Massacre da Família Távora nas proximidades da Torre de Belém (Gravura de 1759)
  

        O plano traçado pelo Marquês de Pombal – para exterminar os Távoras da face da terra – foi executado como ele planejou. No entanto, logo no início das perseguições, alguns Távoras conseguiram fugir para o Brasil. E no dia 13 de janeiro de 1759, num local ermo, nas proximidades da torre de Belém, antecedendo à execução pública dos acusados, diversos membros da aristocracia e da alta nobreza portuguesa também foram torturados, expostos à humilhação pública e, por fim, decapitados. Os restos dos seus corpos foram queimados, com todo requinte de perversidade, e suas cinzas espalhadas no Rio Tejo.

         Morto Dom José I, em 1777, aos 62 anos, subiu ao trono sua filha, a agora Rainha Dona Maria I (avó do nosso Imperador Dom Pedro I). Ela, como um dos primeiros atos do seu reinado, mandou inocentar os Távoras e devolveu o patrimônio que havia sido desapropriado ilegalmente à família trucidada.

***

              O que aconteceu com os poucos Távoras que fugiram para o Brasil? Aqui adotaram outros sobrenomes, como “Silva” e “Fernandes”, para escapar de novas perseguições. Os descendentes desses fugitivos, residentes no Ceará, destacaram-se como homens íntegros e ocuparam funções e cargos relevantes no Brasil. A exemplo de Juarez, Manuel e Franklin Távora (irmãos) e Virgílio Távora (sobrinho). Alcançaram eles as mais elevadas patentes no Exército Brasileiro; Juarez Távora, que chegou ao posto de Marechal, foi candidato a Presidente da República Brasileira, em 1955; Manuel e Virgílio Távora governaram o Ceará em três ocasiões. Os Távoras brasileiros também foram Senadores, Deputados e Ministros de Estado. Outros membros dessa família se destacaram como jornalistas, advogados, bispos e sacerdotes...

                Atribui-se ao Monsenhor Fernandes Távora (ele foi Vigário de Crato entre 1883 a 1889) o restabelecimento do uso do sobrenome “Távora” entre os descendentes brasileiros desta família.

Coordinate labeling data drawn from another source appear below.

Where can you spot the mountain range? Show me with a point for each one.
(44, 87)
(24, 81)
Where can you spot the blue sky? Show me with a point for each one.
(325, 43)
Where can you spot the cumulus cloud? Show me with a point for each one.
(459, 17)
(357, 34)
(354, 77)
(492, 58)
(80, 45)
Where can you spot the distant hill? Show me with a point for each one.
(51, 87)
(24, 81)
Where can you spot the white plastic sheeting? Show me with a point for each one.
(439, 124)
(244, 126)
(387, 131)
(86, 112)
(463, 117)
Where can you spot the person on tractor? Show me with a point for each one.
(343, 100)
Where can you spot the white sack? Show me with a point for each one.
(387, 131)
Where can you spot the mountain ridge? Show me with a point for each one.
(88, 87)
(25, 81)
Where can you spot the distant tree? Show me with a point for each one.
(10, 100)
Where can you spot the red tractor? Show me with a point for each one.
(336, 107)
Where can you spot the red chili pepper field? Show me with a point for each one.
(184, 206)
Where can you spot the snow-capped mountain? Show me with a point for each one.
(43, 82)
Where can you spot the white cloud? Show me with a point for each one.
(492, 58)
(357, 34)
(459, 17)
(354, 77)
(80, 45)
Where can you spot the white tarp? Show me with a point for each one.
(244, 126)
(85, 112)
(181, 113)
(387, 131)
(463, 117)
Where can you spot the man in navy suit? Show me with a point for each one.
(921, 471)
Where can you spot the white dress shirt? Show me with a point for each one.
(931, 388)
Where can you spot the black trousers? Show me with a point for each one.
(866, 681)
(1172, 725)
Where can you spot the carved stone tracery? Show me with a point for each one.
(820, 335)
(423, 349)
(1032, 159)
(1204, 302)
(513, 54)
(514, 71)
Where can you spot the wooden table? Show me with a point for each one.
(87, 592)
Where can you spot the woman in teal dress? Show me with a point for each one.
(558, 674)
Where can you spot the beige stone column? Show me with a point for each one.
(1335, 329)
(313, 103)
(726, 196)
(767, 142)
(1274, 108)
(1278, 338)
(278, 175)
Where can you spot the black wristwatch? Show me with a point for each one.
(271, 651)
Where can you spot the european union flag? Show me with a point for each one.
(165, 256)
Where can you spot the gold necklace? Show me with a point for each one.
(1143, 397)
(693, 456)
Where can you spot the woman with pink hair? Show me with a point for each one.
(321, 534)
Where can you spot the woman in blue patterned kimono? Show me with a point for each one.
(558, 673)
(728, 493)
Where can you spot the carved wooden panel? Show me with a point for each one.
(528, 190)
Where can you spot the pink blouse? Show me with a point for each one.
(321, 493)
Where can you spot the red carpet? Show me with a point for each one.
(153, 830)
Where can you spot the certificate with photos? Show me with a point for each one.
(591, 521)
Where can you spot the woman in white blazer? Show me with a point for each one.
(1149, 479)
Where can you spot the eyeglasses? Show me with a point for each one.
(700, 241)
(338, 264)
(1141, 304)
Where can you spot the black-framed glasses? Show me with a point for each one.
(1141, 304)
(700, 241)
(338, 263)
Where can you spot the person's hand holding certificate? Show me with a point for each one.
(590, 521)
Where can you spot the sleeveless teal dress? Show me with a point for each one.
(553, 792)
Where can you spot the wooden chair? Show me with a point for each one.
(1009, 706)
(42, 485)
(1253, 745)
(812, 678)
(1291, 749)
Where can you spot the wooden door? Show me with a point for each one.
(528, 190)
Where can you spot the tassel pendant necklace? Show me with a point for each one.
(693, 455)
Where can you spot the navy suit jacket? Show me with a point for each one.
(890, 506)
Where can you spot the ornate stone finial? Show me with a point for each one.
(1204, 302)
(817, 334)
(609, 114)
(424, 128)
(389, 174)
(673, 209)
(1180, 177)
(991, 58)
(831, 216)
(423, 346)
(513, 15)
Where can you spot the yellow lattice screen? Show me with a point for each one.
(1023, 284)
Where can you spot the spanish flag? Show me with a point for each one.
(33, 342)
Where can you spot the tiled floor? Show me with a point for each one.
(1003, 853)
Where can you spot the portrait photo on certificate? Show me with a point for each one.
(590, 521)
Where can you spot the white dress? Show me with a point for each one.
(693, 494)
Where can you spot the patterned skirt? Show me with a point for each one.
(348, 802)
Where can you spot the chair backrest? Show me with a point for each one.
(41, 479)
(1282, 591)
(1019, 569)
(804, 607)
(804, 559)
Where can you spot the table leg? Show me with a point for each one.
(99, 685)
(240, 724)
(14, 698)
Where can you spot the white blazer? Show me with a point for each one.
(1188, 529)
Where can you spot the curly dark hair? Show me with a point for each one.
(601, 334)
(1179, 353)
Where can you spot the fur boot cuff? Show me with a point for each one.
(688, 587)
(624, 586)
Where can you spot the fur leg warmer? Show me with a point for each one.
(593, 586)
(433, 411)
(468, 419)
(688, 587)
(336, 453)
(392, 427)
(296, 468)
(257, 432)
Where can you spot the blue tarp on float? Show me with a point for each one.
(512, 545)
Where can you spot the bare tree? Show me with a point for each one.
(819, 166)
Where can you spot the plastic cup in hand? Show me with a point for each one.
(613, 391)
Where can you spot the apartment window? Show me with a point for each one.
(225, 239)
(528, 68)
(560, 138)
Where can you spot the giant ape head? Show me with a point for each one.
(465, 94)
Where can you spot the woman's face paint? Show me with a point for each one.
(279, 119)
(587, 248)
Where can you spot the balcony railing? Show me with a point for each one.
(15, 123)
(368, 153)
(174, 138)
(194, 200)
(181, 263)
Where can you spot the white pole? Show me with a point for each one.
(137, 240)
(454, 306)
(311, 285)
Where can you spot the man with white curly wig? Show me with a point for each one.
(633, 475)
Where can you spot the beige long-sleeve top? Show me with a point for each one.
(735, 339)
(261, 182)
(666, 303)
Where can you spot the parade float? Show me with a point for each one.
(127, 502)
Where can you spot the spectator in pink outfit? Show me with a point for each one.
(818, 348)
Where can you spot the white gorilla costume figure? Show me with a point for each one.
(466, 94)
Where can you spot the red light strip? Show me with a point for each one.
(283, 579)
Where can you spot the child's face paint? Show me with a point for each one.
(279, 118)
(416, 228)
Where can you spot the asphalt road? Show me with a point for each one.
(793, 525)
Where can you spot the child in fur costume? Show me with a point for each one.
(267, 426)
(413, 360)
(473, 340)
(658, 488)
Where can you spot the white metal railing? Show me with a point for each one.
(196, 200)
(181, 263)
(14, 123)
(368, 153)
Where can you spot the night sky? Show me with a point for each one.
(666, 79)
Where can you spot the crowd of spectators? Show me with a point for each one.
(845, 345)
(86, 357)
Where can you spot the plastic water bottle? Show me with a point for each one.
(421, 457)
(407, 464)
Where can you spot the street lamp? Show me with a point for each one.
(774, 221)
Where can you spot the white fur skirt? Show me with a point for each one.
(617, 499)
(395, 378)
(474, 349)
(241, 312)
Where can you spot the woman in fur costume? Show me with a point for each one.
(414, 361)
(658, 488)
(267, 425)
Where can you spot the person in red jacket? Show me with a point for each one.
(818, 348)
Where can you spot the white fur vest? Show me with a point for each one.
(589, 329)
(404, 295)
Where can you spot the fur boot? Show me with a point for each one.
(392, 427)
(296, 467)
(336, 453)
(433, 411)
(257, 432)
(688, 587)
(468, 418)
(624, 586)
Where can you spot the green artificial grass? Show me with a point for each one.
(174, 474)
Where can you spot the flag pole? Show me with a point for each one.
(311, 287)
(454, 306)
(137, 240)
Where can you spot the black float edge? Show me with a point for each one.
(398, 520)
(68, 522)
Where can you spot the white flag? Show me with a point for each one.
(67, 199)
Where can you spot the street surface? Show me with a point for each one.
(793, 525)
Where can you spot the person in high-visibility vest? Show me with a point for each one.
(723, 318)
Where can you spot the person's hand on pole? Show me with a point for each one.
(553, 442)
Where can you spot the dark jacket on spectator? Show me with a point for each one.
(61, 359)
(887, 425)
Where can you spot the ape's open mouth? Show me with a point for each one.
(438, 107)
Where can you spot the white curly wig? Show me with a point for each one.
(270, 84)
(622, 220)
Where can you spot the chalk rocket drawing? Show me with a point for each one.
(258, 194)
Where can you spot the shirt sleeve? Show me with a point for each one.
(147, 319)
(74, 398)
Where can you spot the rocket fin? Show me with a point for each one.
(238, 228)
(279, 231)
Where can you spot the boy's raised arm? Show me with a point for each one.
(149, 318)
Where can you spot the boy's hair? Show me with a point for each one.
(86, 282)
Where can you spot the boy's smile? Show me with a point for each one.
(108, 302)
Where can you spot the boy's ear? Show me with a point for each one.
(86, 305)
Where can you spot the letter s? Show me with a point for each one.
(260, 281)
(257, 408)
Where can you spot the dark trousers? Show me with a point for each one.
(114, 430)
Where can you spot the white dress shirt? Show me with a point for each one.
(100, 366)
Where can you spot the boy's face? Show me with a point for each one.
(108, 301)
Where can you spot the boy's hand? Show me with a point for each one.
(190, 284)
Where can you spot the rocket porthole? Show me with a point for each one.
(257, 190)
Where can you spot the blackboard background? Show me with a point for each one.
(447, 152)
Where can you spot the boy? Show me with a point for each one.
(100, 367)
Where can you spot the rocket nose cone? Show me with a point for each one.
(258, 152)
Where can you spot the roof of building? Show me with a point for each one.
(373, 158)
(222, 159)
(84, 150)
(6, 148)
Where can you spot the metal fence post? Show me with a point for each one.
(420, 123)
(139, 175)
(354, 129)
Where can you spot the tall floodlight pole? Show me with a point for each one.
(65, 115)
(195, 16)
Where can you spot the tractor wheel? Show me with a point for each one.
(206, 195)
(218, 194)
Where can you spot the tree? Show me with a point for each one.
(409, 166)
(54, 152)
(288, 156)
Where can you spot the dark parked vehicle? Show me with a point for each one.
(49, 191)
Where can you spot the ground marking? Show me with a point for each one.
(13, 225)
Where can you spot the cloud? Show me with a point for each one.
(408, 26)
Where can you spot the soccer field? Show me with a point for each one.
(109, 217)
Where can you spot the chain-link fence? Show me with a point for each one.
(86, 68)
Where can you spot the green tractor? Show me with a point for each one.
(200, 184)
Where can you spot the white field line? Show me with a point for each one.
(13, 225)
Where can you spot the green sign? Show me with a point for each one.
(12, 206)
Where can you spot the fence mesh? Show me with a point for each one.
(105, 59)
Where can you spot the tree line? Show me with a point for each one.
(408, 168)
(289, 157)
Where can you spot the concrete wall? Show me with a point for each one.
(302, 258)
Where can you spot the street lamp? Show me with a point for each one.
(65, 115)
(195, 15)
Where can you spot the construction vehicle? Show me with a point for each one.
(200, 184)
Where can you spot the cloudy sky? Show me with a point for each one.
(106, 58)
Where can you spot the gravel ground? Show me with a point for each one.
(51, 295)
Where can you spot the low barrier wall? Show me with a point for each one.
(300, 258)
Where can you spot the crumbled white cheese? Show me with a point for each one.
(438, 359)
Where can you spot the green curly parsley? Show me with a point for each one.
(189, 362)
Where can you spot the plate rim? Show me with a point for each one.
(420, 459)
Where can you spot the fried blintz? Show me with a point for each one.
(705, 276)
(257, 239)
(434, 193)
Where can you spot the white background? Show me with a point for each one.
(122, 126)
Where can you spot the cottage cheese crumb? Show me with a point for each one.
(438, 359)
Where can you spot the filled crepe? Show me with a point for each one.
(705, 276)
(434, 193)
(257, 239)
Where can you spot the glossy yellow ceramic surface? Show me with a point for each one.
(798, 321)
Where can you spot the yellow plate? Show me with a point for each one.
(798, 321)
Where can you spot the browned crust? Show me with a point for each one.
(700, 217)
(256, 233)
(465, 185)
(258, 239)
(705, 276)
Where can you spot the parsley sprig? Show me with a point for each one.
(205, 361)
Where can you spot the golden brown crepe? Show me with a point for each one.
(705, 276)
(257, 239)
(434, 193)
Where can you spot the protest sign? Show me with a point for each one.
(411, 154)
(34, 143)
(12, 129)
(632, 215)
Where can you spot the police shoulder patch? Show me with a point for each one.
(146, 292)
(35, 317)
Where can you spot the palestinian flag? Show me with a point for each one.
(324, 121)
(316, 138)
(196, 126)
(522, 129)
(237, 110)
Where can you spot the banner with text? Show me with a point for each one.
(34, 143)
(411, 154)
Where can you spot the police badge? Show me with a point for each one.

Consta que o Monsenhor quis cursar a Academia dos Nobres Eclesiásticos, em Roma. Dificilmente essa Academia admitia sacerdotes sem linhagem, fazendo também restrição a alunos sacerdotes católicos estrangeiros. Monsenhor Fernandes Távora, que conhecia a herança aristocrática dos Távoras, viajou a Lisboa. Lá fez pesquisas. Voltando ao Brasil restaurou o nome dessa família, que qual estava proscrito em Portugal, desde 1759.

(Esta crônica é dedicada a três meninas nascidas no Cariri cearense: Lara, Lia e Maria – minhas netas – filhas de Carolina e Leonardo, que carregam no Registro Civil o sobrenome “Távora”, herdado do pai delas)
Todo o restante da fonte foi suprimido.